WASHINGTON, (ST)-The US “Foreign Policy” Magazine has blamed President of Turkish regime Recepe Tayyib Erdogan for the terrorist blasts which recently hit the Ataturk Airport of Istanbul and claimed the lives of at least 42 people.
Recepe Tayyib Erdogan’s strategy of supporting extremist groups, interfering in other countries affairs and playing enemies off one another has put his own country’s security at risk, a risk that appeared clearly in the recent terrorist attacks which targeted Turkish cities and the latest of which was the blasts that rocked Ataturk Airport in Istanbul, according to the magazine.
In an article by writer Leela Jacinto published recently, the magazine said “Erdogan’s policy of supporting extremists to muck around neighboring countries isn’t going exactly to script. Those extremists are turning around like snakes to bite the hand that once fed them.”
Terrorist attacks are now the new normal in Turkey, because of Erdogan’s insistence to carry on his irresponsible policies, according to Jacinto.

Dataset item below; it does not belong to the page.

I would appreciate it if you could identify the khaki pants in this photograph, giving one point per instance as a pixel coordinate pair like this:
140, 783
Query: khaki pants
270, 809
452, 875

Istanbul’s attacks were a “declaration of the end of a tacit understanding that SIS would not target Turkey as repayment for Erdogan’s generous open-border policy during the first four years of the crisis in Syria,” said the writer.

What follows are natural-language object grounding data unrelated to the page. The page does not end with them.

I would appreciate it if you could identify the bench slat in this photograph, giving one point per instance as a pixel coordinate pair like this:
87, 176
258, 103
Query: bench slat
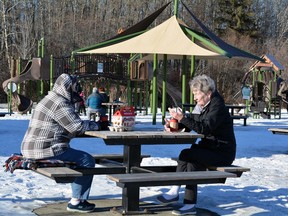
232, 169
54, 172
169, 177
130, 183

Jacinto went on to say that Erdogan’s support for extremist terrorist groups in Syrian is an old story, but “woe to any Turkish journalist who dares write about this”.
“ A day before the Istanbul airport attack, I interviewed leading Turkish journalist Can Dundar, who survived a high-profile assassination attempt and is currently appealing a five-year prison sentence for publishing a report in his newspaper, Cumhuriyet, on Turkish intelligence services supplying arms to terrorists in Syria. “This is a touchy subject, and therefore the reaction was so strong,” Dundar explained.
Erdogan’s regime has intended to provide protection, shelter and support for the terrorist organizations, including “ISIS”. It allowed them to use the Turkish territories in order to send arms to the terrorists in Syria. In addition, it provided medical care and treatment to wounded terrorists at Turkish hospitals near the Borders with Syria.